Je vois l’expression du visage de ma collègue changer instantanément.

— Attend, ça veut dire que vous allez partir tous les deux ?

Robin pose une main amicale sur l'épaule de notre collègue.

— Ne t’en fais pas. À cause, ou grâce je n’ai pas encore décidé, à cette petite furie qui me sert de copine, il a refusé.

— Donc il va vous laisser dans le même service, alors que vous sortez ensemble ? Je n’y comprends plus rien !

Elle semble réfléchir puis nous fait un grand sourire. Ah Leya ! Elle me fait tellement rire avec tous ces changements d’humeurs. On dirait presque Robin au féminin.C'est avec un sourire nouveau qu'elle reprend :

— Je ne savais pas que c’était possible mais tant mieux pour moi. Au moins je ne vais pas avoir à perdre une super collègue et un médecin presque bien.

— Mais… réagit Robin l’air faussement frustré.

Je me glisse dans ses bras et lui répond :

— Ne te vexe pas. Dis-toi que ton statut a bien évolué depuis ton arrivée, aux yeux de cette jolie brune. Il y a peu, tu étais encore l’archétype de l’interne qui se pavane mais qui n’est jamais là. Un peu comme Louis XIV. Un petit monarque qui veut que l’on exécute ses ordres sans se plaindre.

Je rigole alors que je sens le brun se crisper de tout son être. En signe de réprimande, la brune m’assène une légère tape sur l’épaule.

— Mais je n’ai jamais dit ça, se dédouane-t-elle, rieuse. Qu’elle chipie celle-ci.

Notre interne me repousse doucement et conclut :

— Peu importe. Le roi Soleil doit aller travailler. Et vous deux, femmes de ma basse-cour, je vous ordonne de faire de même.

Son ton théâtral, sa posture droite comme un « i » et sa pseudo salutation de la main, ne lui vont pas du tout. Mais qu’est-ce que c’est drôle de le voir ainsi. Même Leya ne peut se retenir d’exploser de rire.

Hilare, je rentre dans son jeu et prends mon air le plus guindé :

— On dit « femme de la cour, Sir ».

— Certes, mais deux ricaneuses telles que vous n’ont pas leur place dans la cour du roi. En revanche, dans un spectacle face à des poulets…
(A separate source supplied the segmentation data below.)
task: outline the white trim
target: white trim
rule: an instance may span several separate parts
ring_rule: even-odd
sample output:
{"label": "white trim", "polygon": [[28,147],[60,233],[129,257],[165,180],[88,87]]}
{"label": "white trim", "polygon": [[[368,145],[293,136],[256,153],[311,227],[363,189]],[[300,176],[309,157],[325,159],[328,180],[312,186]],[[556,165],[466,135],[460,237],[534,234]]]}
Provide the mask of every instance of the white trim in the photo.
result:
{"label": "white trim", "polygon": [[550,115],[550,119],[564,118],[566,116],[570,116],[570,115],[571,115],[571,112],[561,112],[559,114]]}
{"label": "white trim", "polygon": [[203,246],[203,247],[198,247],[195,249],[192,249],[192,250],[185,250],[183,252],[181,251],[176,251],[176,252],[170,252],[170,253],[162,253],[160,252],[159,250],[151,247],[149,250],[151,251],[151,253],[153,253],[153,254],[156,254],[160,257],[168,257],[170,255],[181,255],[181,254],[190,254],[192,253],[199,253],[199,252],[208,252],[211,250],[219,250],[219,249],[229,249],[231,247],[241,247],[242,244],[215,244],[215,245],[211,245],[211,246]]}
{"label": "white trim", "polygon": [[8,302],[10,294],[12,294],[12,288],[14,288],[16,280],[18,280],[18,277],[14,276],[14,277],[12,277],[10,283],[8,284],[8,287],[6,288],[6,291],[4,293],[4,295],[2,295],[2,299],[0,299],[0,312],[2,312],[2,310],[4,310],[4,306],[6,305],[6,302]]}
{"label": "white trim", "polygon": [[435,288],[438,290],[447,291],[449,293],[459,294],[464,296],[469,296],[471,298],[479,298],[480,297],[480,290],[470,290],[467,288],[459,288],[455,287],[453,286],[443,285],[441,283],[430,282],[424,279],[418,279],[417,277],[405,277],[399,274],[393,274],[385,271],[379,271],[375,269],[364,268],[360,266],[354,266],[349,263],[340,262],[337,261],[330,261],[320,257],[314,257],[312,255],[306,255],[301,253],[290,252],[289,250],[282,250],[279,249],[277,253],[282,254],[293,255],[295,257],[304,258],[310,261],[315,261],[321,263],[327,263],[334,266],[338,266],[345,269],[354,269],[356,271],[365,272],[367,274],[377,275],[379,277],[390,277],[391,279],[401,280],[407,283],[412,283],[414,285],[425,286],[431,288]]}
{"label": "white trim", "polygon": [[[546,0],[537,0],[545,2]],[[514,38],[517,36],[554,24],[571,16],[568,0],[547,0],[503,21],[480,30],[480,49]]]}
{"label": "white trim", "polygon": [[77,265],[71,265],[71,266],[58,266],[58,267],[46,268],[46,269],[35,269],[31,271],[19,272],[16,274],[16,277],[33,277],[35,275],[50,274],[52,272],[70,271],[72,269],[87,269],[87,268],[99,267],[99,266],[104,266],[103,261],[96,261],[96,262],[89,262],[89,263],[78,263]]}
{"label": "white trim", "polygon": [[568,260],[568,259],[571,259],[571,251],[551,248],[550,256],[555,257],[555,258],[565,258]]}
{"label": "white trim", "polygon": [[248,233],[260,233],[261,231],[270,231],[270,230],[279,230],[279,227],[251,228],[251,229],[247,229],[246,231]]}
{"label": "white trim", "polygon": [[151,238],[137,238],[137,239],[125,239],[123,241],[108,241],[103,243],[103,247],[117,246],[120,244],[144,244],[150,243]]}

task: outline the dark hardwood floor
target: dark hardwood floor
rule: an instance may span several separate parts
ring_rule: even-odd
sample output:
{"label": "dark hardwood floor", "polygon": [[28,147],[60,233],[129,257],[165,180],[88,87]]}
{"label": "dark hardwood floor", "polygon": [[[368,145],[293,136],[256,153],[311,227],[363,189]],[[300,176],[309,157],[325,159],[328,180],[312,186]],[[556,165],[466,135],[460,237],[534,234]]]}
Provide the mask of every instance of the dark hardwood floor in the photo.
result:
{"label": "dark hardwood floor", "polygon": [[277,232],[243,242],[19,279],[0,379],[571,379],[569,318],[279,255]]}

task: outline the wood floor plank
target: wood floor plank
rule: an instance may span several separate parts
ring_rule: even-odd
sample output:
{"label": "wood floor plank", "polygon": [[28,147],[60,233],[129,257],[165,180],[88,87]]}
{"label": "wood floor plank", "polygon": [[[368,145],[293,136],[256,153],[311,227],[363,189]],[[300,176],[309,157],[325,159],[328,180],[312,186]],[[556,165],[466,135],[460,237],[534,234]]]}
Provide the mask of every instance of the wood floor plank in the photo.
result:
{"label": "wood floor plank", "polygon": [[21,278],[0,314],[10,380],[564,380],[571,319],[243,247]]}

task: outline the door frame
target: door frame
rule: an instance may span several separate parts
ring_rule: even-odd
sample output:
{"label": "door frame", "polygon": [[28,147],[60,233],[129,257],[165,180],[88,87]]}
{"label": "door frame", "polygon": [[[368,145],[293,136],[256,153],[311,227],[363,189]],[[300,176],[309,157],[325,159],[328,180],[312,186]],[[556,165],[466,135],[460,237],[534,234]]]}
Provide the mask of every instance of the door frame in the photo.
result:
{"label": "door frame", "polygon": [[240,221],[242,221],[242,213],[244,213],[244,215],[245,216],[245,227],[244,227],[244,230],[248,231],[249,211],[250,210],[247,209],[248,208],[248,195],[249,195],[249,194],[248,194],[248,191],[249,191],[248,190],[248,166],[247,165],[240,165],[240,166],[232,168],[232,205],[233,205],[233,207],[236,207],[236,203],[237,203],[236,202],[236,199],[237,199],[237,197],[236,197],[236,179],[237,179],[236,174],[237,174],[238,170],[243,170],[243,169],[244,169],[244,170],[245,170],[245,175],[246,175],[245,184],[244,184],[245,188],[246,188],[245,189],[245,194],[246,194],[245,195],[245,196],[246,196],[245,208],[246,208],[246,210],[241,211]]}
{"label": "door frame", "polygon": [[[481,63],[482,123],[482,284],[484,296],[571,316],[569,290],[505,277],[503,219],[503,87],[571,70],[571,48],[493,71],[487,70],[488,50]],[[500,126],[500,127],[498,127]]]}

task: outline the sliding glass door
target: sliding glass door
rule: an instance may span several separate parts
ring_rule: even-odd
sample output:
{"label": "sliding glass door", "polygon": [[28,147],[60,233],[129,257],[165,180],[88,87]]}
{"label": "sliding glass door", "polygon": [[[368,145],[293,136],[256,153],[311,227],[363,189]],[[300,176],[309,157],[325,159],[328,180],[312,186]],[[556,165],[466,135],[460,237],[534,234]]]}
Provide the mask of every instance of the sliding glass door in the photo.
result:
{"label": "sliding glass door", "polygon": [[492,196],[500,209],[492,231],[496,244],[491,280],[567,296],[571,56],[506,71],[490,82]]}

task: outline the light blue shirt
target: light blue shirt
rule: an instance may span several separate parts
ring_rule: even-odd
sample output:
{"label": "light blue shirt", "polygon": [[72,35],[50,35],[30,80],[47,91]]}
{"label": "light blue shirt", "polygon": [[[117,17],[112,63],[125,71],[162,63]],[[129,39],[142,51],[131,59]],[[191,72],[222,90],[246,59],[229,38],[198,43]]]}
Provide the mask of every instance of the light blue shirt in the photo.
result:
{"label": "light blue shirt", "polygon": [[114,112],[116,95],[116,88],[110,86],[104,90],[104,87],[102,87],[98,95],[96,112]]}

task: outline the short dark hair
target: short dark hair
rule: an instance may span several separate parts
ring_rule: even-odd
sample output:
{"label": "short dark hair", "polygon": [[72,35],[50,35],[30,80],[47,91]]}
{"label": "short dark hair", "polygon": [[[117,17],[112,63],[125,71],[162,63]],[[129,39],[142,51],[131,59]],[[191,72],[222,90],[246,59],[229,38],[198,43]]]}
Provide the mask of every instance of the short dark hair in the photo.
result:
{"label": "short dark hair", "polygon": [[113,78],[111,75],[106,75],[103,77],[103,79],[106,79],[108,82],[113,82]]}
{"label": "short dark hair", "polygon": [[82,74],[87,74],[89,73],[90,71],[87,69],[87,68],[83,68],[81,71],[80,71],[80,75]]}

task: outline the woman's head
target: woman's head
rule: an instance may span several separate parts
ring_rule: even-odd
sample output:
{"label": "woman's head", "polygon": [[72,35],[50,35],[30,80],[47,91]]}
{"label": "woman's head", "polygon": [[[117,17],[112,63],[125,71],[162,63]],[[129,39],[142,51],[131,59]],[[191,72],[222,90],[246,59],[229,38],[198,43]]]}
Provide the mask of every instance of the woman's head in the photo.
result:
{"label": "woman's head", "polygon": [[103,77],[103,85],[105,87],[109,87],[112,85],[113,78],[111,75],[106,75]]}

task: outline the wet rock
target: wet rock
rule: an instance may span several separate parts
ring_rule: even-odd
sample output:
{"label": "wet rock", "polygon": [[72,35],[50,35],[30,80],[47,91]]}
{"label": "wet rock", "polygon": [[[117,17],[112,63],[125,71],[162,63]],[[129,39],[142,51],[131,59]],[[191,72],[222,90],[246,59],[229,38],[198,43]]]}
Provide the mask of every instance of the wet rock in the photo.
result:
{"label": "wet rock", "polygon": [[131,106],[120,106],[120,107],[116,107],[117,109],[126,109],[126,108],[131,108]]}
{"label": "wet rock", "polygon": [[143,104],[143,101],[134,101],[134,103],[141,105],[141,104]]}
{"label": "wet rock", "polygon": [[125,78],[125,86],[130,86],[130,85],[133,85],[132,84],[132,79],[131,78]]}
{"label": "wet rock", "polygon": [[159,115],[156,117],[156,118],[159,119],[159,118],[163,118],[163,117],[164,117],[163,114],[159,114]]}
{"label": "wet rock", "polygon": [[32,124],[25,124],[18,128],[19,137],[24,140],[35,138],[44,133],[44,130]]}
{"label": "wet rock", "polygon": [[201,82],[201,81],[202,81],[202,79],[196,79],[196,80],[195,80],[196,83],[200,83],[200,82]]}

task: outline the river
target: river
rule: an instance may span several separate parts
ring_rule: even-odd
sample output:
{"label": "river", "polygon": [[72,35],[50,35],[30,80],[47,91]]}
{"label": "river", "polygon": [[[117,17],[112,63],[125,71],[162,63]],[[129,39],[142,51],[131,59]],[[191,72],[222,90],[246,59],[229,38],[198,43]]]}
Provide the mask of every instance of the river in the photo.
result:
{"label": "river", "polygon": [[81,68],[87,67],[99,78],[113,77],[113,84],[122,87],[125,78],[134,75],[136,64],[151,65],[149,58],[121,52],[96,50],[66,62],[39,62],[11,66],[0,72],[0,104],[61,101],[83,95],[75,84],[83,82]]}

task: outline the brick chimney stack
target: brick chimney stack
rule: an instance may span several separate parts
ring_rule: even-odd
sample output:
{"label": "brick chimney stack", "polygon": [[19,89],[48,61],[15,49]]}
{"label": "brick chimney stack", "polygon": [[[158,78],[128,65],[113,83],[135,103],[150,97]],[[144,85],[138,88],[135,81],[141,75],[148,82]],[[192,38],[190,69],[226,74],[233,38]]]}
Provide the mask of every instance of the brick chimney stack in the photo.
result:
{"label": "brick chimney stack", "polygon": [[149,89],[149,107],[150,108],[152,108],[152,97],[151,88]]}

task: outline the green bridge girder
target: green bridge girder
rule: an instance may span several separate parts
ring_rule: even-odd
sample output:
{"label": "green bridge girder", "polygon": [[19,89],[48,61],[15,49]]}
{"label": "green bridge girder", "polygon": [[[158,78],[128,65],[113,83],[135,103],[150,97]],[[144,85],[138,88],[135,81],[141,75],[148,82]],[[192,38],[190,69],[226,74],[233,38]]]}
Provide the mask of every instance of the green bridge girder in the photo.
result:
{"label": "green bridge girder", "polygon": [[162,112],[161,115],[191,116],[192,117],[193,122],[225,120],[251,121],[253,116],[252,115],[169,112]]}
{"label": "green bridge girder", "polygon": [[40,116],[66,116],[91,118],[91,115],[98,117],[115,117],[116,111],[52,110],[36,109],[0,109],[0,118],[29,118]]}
Il rigole sans même finir sa phrase. Dans un même élan avec ma collègue, nous le gratifions de deux claques sur les bras, ce qui ne l’empêche pas de continuer à rire tout seul.

— Bon, se reprend-t-il. Il faut vraiment que j’y aille, j’ai une réunion avec les médecins des services adultes.

Il m’embrasse tendrement et, comme gêné de ne savoir quelle attitude adopter face à Leya, il lui fait un petit signe de la main. Sans même nous concerter, nous lui faisons une révérence. Un franc sourire vient illuminer son visage avant qu’il ne nous tourne le dos. Je le regarde s'éloigner en direction du grand magnolia qui trône fièrement au milieu de la place, prête à me perdre dans mes pensées, quand ma collègue intervient :

— C’est beau de vous voir comme ça.

Je me retourne vers elle, et constate qu’une pointe de tristesse perle dans son regard.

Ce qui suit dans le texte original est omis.